Migrations should be viewed as an escape hatch for one time scripts run on production. There's almost always a better approach:

  • Schema migrations should instead be defined as Schema files (coming soon!)
  • Data migrations should instead be features in your application that could be run by users or admin
npx fuego migrate

The migrate command supports the following arguments:

  • --generate [name] - Creates a migration file in yyyy-MM-dd-hh-mm-name.ts format instead of running migrations.
  • --revert [number] - Reverts the last number of migration files instead of running migrations. No argument defaults number to 1.
  • --overwrite [name] - Overwrites the checksum of the migration file specified by name in case any changes are made, before running migrations. By default, if fuego detects differences in checksum, the migration will be rejected. Could specify any number of overwrite arguments.

In the future, this command will evolve to running migration files that are automatically generated from the generate command above during schema reconciliation.

Miscellaneous

The following commands are also accessible for help developing with Fuego.

postinstall

There are a few features not yet available in related libraries for Fuego to run in the way it would like to. We inject these features during NPM's postinstall process so that we could smooth over usage until the related libraries implement them directly.
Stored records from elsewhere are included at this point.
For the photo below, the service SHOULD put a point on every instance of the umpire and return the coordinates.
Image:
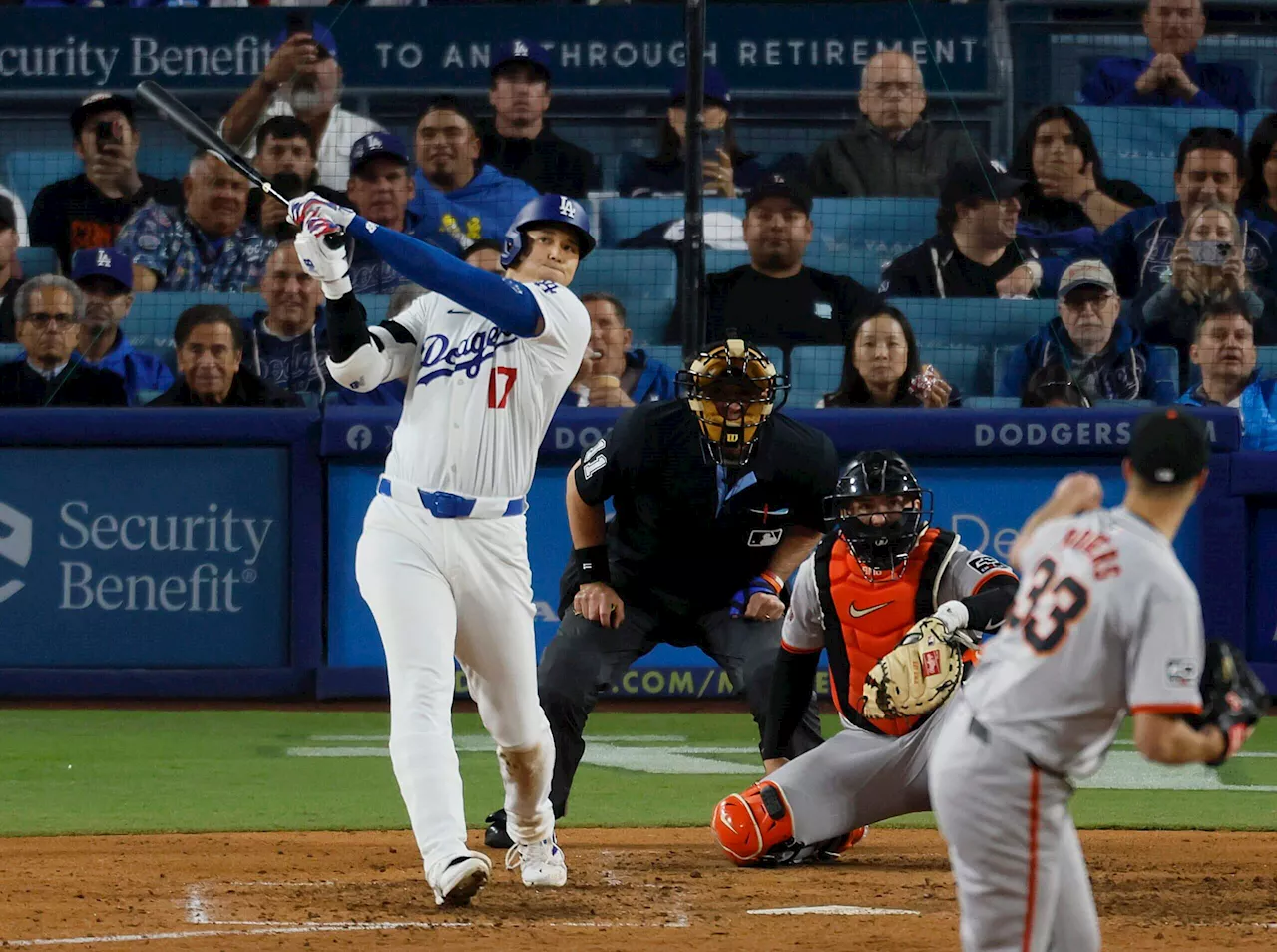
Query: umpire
(716, 502)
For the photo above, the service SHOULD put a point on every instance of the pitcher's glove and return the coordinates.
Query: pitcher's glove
(1232, 697)
(917, 675)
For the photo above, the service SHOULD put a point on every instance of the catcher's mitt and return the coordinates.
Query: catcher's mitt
(1232, 697)
(916, 677)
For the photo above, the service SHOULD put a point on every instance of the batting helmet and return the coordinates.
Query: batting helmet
(732, 373)
(548, 210)
(883, 538)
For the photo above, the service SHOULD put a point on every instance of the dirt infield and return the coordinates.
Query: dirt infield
(629, 889)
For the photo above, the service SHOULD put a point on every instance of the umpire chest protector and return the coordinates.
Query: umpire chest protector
(865, 620)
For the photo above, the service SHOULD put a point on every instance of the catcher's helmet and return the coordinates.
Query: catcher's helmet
(548, 210)
(881, 547)
(732, 373)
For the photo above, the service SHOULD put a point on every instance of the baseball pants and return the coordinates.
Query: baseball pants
(857, 778)
(1018, 866)
(443, 588)
(585, 659)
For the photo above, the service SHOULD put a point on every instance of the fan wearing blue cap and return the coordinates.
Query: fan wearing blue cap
(518, 140)
(106, 278)
(303, 78)
(728, 169)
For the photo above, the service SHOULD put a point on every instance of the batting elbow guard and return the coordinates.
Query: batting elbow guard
(767, 583)
(361, 370)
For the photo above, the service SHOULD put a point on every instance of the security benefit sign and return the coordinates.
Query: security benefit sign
(149, 557)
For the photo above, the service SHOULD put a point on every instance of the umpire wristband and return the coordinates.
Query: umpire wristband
(592, 564)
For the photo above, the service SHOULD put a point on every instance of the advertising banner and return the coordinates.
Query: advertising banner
(145, 557)
(764, 46)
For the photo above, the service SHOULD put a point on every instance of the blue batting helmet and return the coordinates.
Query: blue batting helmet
(548, 210)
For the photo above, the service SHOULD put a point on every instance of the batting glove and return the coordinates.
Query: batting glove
(329, 265)
(317, 215)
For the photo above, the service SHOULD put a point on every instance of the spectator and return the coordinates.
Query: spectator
(1225, 350)
(210, 351)
(286, 344)
(105, 277)
(619, 376)
(205, 246)
(49, 310)
(9, 278)
(486, 255)
(518, 140)
(728, 169)
(379, 188)
(1102, 354)
(1211, 167)
(881, 368)
(1052, 387)
(775, 299)
(1259, 195)
(890, 150)
(87, 211)
(1066, 200)
(976, 251)
(303, 80)
(285, 153)
(459, 200)
(1170, 76)
(1172, 315)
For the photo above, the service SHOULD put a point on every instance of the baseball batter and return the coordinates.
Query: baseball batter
(890, 598)
(443, 557)
(1104, 621)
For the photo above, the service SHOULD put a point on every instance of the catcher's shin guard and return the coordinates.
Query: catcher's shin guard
(748, 824)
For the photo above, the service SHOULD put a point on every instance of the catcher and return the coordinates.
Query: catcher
(895, 602)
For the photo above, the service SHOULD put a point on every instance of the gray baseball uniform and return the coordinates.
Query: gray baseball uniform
(862, 775)
(1104, 621)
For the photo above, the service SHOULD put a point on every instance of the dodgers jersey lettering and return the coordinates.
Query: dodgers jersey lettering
(1104, 621)
(479, 400)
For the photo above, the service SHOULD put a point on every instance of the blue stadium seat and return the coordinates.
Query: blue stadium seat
(646, 282)
(816, 370)
(37, 260)
(1140, 142)
(975, 321)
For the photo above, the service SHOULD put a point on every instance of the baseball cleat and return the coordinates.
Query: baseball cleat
(460, 879)
(496, 836)
(539, 864)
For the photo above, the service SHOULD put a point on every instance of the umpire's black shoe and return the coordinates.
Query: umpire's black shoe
(496, 836)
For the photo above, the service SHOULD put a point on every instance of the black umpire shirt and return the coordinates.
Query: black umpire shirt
(812, 306)
(671, 546)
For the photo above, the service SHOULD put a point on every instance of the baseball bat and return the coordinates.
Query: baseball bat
(199, 132)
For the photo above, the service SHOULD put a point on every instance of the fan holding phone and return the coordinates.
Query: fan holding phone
(1207, 263)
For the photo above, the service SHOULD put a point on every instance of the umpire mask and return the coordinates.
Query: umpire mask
(732, 388)
(880, 511)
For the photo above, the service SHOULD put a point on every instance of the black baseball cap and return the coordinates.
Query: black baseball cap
(977, 181)
(100, 103)
(1170, 446)
(779, 187)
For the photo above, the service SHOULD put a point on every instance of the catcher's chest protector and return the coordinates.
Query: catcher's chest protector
(870, 619)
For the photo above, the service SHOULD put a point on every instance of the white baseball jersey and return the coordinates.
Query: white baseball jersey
(479, 399)
(1104, 621)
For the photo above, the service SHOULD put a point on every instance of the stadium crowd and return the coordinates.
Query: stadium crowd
(1153, 300)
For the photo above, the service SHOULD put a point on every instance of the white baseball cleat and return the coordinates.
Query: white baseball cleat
(457, 880)
(539, 864)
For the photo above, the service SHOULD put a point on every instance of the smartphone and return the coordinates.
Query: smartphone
(1212, 253)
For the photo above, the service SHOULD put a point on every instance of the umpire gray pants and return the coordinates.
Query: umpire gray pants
(857, 778)
(585, 659)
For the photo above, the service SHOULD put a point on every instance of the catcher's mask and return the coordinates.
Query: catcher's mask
(880, 537)
(732, 388)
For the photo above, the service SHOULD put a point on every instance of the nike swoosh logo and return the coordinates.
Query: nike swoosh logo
(861, 613)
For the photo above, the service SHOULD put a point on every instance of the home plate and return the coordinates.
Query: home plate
(833, 911)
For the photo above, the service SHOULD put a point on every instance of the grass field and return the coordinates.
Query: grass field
(112, 770)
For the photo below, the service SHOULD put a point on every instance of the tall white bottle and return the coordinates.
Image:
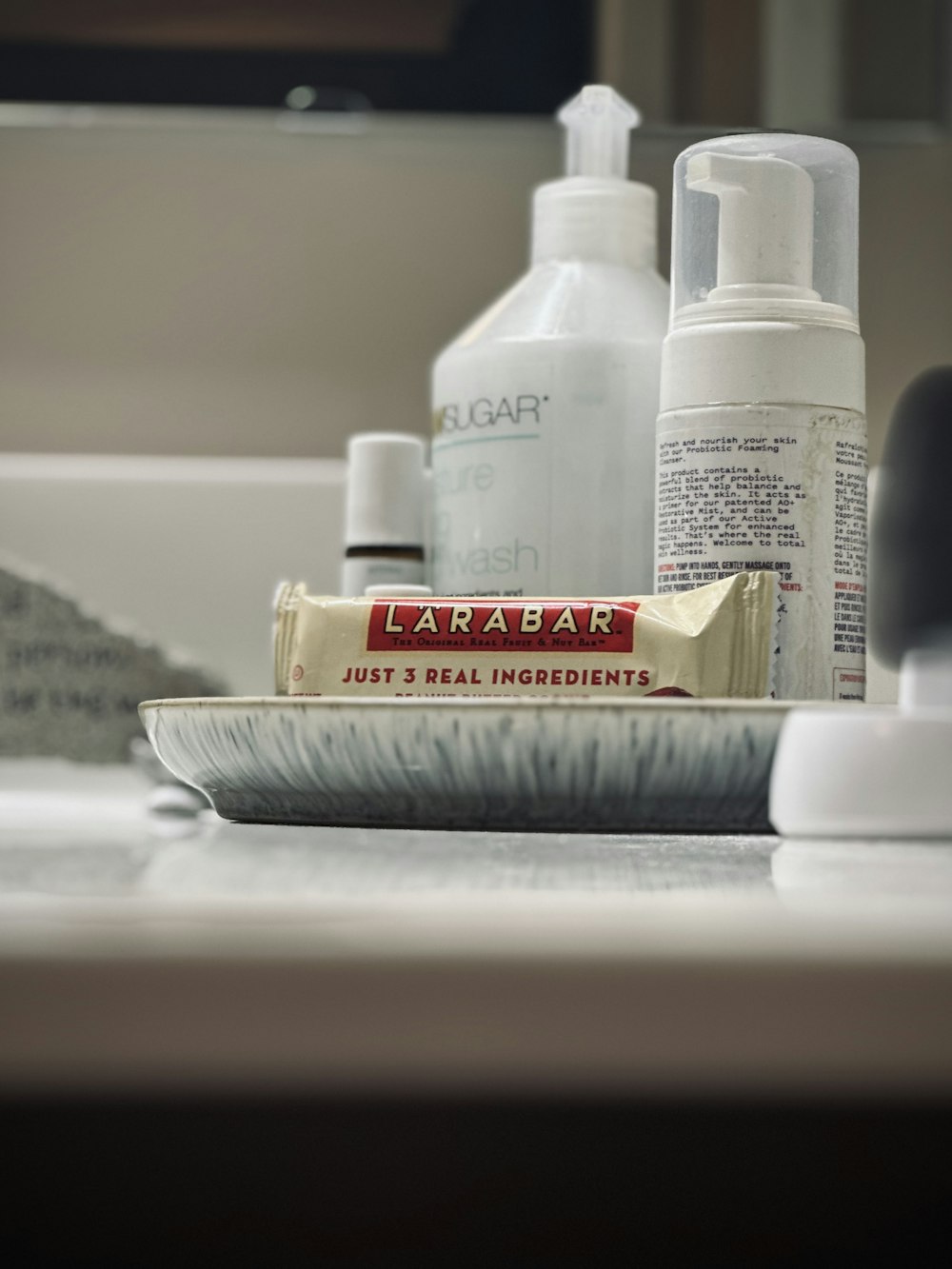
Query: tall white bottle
(545, 407)
(762, 431)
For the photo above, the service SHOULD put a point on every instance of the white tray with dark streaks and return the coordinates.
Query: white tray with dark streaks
(578, 764)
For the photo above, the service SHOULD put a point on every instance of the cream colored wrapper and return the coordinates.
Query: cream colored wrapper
(716, 641)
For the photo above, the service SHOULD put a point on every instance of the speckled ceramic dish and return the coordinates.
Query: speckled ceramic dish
(611, 765)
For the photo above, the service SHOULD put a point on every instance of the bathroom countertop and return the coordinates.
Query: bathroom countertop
(150, 952)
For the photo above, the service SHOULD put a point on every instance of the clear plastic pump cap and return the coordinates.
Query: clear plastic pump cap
(765, 228)
(385, 490)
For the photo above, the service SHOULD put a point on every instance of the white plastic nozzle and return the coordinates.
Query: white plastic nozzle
(597, 126)
(594, 212)
(765, 225)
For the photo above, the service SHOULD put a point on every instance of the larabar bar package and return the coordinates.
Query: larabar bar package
(716, 641)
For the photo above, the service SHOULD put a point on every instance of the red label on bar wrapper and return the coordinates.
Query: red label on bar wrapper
(582, 625)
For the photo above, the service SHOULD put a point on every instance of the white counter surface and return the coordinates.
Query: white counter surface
(143, 952)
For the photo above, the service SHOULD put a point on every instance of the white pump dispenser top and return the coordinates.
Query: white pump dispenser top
(594, 212)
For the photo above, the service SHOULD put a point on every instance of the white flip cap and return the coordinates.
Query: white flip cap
(594, 212)
(385, 490)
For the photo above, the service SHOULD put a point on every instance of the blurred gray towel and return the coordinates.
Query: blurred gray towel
(69, 681)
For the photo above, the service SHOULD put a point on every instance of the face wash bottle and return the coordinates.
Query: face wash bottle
(544, 407)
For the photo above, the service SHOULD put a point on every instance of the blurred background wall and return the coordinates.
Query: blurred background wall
(181, 281)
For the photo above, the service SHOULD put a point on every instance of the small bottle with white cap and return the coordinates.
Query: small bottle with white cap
(385, 511)
(762, 431)
(544, 408)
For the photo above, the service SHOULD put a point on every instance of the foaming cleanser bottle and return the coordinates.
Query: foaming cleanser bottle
(544, 408)
(762, 430)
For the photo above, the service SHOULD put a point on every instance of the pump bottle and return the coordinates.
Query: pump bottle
(762, 429)
(544, 408)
To utilize, please add the following to your package.json within the scripts object:

postinstall: fuego postinstall

You should pass in as arguments any package that is exports as ESM. Remix doesn't have a great way of handling this so the post install will convert the package to CJS using esbuild.

init

This is the only global command meant to create a new project from scratch. It uses Remix Stacks under the hood allowing you to pass in any existing GitHub stack template. It will also use the input domain as the name for the generated repository and all other name related parameters.

npm install -g fuegojs@latest
npx fuego init --domain example.com

This command takes in the following arguments:

  • --domain [name] - REQUIRED The domain where your app will be hosted. The name will be used for your Github repo and several other naming conventions.
  • --template [name] - The Remix Stack to use for initialization. By default, it will use dvargas92596/fuegojs/tree/main/template, which points to the Remix stack located in the /template directory in this repository.
    • Note: - The template is currently very custom to my apps ("Vargas Arts" branding and such), and I will be working to make it more generic in the coming versions.